Analysis of the quality characteristics of Korean distilled soju

국내 시판 증류 소주의 품질 특성 분석

  • Kim, Haeun (Fermented Food Science Division, National Institute of Agricultural Sciences) ;
  • Kang, Ji-Eun (Fermented Food Science Division, National Institute of Agricultural Sciences) ;
  • Jeon, Hanbyol (Development 2 team, Dongwon Research & Development Center) ;
  • Choi, Han-Seok (Fermented Food Science Division, National Institute of Agricultural Sciences) ;
  • Kim, Chan-Woo (Fermented Food Science Division, National Institute of Agricultural Sciences) ;
  • Jeong, Seok-Tae (Fermented Food Science Division, National Institute of Agricultural Sciences)
  • 김하은 (국립농업과학원 발효식품과) ;
  • 강지은 (국립농업과학원 발효식품과) ;
  • 전한별 (동원F&B 식품과학연구원 개발2팀) ;
  • 최한석 (국립농업과학원 발효식품과) ;
  • 김찬우 (국립농업과학원 발효식품과) ;
  • 정석태 (국립농업과학원 발효식품과)
  • Received : 2017.05.17
  • Accepted : 2017.07.30
  • Published : 2017.10.31


The purpose of this study was to compare the differences of seven distilled soju samples that were presented at the main stage of the 2015 Korean Liquor Contest.
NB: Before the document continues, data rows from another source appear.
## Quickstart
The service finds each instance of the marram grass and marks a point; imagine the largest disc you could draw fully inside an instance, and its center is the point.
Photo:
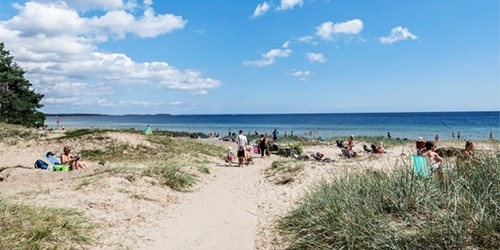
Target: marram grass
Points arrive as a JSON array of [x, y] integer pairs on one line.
[[378, 210]]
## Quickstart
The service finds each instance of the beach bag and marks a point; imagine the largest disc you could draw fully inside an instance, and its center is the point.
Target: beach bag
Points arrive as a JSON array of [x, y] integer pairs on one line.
[[62, 168], [41, 164]]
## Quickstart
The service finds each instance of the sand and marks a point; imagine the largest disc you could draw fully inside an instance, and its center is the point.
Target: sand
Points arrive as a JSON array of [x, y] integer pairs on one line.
[[230, 208]]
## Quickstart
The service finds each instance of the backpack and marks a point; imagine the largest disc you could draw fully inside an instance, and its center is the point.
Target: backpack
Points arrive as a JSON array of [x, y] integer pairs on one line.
[[41, 164]]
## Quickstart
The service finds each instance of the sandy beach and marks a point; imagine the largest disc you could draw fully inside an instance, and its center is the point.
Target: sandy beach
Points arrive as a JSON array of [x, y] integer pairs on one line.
[[228, 208]]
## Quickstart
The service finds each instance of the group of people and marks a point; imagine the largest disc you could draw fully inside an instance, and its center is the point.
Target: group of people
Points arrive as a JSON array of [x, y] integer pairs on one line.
[[66, 158], [243, 153]]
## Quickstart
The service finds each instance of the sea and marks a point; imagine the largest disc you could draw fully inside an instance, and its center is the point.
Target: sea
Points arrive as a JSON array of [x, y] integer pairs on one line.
[[470, 125]]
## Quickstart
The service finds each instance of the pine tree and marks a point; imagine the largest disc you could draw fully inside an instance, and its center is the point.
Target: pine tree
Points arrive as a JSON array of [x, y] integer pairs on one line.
[[18, 103]]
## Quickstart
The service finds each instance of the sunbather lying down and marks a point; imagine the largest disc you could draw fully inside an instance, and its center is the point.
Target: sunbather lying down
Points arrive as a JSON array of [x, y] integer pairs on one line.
[[377, 149], [349, 153]]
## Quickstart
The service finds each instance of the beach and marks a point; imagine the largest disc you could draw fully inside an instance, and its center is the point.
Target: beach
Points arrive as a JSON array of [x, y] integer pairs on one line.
[[227, 208]]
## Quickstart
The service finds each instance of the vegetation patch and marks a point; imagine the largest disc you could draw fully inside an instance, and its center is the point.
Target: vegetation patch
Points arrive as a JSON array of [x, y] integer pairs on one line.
[[378, 210], [34, 227], [283, 172]]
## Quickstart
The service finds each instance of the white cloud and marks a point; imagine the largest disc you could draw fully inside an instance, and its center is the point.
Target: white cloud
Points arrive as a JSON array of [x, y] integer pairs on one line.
[[261, 9], [175, 103], [269, 57], [58, 47], [328, 29], [289, 4], [315, 57], [397, 34], [308, 39], [57, 19], [302, 75]]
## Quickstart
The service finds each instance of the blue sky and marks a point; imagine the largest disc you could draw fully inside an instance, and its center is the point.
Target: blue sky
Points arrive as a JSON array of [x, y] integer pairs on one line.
[[229, 57]]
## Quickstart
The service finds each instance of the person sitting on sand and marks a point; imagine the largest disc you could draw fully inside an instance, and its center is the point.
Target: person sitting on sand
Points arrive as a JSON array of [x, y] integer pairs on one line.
[[468, 152], [377, 149], [420, 145], [73, 161], [433, 158], [318, 156], [51, 157], [341, 144]]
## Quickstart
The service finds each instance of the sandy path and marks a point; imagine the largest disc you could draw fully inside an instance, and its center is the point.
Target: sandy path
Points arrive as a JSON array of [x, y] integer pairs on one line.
[[221, 215]]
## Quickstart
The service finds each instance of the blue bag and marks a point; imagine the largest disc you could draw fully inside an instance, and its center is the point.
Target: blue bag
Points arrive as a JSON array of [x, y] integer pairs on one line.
[[41, 164]]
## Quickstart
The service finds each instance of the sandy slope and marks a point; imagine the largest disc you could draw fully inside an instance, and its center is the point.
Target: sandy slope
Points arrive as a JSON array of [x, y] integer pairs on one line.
[[231, 208]]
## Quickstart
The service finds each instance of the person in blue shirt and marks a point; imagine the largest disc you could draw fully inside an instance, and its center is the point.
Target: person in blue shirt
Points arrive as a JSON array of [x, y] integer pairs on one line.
[[275, 135], [51, 157]]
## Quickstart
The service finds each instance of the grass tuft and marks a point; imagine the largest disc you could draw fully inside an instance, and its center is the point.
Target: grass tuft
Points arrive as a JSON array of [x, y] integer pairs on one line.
[[33, 227]]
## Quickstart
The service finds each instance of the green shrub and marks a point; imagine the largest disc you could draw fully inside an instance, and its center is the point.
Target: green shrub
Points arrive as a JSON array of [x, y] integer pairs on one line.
[[378, 210], [35, 227]]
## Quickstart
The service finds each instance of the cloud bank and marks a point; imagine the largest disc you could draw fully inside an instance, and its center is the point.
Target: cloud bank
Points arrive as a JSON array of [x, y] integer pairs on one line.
[[57, 43]]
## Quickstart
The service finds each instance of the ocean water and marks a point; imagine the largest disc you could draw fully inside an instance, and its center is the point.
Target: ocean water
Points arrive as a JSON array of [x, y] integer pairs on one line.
[[471, 125]]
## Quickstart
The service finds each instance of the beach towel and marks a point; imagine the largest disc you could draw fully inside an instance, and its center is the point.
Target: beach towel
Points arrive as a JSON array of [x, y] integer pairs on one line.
[[420, 165]]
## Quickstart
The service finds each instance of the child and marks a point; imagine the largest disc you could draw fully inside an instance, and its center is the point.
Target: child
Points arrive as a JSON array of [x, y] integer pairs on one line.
[[230, 155]]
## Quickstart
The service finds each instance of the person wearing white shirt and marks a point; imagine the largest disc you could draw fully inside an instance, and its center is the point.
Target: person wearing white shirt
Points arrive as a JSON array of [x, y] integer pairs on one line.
[[242, 141]]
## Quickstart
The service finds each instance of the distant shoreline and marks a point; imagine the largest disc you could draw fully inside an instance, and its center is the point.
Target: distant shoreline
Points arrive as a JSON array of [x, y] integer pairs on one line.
[[278, 114]]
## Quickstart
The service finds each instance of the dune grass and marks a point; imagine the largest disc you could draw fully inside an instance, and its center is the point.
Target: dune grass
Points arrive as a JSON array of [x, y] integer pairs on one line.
[[380, 210], [34, 227]]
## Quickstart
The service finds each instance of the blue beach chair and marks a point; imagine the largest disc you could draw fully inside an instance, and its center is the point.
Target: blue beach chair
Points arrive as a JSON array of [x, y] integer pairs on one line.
[[420, 165]]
The characteristics of the awarded products and other products were compared. The general components of prize-winning soju showed that the total acidity (0.22%) and alcohol content (38.44%) were higher than other soju (0.10, 22.81%), and that these properties influenced various sensory properties. For the sensory characteristics and consumer preference factors, the descriptive analysis and consumer preference testing were conducted. The descriptive analysis revealed that the (aftertaste) bitterness, corn-silk odor, sake odor/flavor, and overall taste intensity were strongly expressed in the prize-winning distilled soju. For the preference analysis, various preferences, such as "flowery odor/flavor" and "rich odor/flavor" appear to have influenced the positive preferences and "too strong an odor/flavor", "aftertaste bitterness", and "sharp tasting" were found to have a negative effect on preference.